No livro, Abath defende que a proposta do aprimoramento erotético só funciona para os conceitos sociais não disputados, pois não é claro o que é conhecer um ente social, tal como o casamento, não é saber responder à pergunta “O que é o casamento?” apenas dizendo “Casamento é…” (ABATH, 2022, p. 77). Aqui se revela o ponto fraco da proposta do aprimoramento erotético. Eis minha crítica:
Por se apoiar no conhecimento (epistemologia), em vez de se apoiar no esquema conceitual que usamos para lidar com a realidade (ontologia), o aprimoramento não dá conta de uma parte significativa das perguntas do tipo o-que-é.

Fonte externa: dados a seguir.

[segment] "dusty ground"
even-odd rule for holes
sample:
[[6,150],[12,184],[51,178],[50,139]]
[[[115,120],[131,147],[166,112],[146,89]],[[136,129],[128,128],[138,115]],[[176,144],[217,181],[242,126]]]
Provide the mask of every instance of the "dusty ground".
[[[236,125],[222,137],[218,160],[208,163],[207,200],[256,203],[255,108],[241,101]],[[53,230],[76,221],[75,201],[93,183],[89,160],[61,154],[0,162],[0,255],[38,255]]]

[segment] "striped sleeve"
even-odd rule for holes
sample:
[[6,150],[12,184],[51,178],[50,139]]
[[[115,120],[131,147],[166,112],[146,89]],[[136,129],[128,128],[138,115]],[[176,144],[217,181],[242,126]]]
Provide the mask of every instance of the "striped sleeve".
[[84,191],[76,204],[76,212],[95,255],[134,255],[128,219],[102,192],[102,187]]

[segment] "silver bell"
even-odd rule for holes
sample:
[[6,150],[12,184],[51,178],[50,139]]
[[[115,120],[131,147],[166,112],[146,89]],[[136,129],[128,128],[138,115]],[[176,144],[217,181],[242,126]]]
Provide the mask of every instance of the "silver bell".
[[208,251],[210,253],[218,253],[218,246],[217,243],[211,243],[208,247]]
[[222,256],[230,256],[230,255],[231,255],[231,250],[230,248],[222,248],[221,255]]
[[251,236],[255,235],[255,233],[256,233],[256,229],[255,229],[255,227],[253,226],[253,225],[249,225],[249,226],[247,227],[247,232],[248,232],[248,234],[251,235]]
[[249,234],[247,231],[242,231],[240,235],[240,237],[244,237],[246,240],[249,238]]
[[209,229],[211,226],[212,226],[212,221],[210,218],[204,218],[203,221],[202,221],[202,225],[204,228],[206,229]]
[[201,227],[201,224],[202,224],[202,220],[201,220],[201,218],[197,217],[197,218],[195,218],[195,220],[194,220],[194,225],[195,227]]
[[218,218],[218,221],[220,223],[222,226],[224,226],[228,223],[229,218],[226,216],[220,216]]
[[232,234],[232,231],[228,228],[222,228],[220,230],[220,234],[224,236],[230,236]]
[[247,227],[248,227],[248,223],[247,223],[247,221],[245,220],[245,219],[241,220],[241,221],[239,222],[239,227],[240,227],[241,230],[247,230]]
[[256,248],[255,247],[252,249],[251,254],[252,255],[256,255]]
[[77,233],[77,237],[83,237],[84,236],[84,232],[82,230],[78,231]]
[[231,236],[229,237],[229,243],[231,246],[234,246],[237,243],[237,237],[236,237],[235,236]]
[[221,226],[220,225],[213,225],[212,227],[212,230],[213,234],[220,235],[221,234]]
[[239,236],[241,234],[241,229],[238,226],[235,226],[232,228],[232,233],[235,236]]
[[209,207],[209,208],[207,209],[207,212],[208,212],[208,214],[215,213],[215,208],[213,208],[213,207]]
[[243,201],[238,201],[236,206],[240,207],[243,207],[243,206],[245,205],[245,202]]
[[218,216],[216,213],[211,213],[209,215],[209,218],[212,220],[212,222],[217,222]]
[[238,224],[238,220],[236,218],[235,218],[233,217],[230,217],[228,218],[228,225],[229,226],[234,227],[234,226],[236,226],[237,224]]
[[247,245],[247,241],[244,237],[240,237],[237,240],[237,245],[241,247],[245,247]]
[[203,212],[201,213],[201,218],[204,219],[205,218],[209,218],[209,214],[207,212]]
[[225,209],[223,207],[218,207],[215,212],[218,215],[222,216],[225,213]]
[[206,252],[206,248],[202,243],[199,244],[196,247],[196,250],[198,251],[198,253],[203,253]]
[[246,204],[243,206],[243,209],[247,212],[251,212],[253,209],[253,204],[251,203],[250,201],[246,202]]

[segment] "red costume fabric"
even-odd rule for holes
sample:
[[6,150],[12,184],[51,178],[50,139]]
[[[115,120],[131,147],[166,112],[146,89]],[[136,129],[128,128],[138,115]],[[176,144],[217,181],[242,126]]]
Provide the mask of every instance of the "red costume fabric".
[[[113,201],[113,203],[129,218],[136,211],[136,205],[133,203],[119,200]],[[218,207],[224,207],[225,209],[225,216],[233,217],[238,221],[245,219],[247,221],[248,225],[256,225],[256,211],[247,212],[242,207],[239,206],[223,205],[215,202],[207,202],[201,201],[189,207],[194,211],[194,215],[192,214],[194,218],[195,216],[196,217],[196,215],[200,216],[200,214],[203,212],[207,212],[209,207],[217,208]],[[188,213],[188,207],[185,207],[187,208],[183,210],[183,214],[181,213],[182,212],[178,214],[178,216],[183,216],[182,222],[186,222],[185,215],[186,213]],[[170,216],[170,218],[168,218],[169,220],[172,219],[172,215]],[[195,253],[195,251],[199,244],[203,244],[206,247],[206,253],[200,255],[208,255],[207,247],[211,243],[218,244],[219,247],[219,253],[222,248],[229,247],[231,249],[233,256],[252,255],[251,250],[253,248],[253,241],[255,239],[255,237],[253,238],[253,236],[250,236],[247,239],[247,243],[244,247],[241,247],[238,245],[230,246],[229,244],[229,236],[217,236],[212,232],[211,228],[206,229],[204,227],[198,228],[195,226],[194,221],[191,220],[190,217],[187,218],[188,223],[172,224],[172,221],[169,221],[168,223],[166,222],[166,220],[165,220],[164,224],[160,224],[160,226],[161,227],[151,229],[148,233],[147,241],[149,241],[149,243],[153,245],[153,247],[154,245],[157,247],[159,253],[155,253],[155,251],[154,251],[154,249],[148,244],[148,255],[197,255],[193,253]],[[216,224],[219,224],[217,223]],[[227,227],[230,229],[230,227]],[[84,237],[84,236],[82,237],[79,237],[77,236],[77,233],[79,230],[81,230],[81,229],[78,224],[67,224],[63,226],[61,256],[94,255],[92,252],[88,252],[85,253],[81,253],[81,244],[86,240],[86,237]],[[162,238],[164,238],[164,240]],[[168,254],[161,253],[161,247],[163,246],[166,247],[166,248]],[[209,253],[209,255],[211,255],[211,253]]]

Aqui se mostra mais aguda a proposta de Thomasson (2020), o qual propõe que se faça metafísica prescritiva sobre os aspectos da realidade que nos interessam, incluindo os aspectos sociais. Nessa proposta, o importante é avaliar se nossos conceitos estão de acordo com nossos interesses legítimos. A partir daí, avaliam-se as respostas às perguntas do tipo o-que-é.
Minha crítica, aqui, é que restringir a aplicação do esquema explicativo do aprimoramento erotético a espécies naturais é ad hoc. Abath sustenta que, no caso de certos entes sociais, as respostas às perguntas do tipo o-que-é podem nos parecer muitíssimo erradas (ABATH, 2022, p. 98). No entanto, este é o caso também para espécies naturais. A tese de que um átomo pode ser partido pareceu totalmente errada a vários cientistas de primeira linha, assim como a tese de que baleias são mamíferos.
A proposta de aprimoramento erotético para respostas a perguntas do tipo o-que-é relacionadas a entes sociais parece desmotivada, portanto. Melhor seria seguir o caminho de Thomasson e de tantos que reconhecem que o trabalho do metafísico prescritivo se dá no envolvimento em negociações metalinguísticas.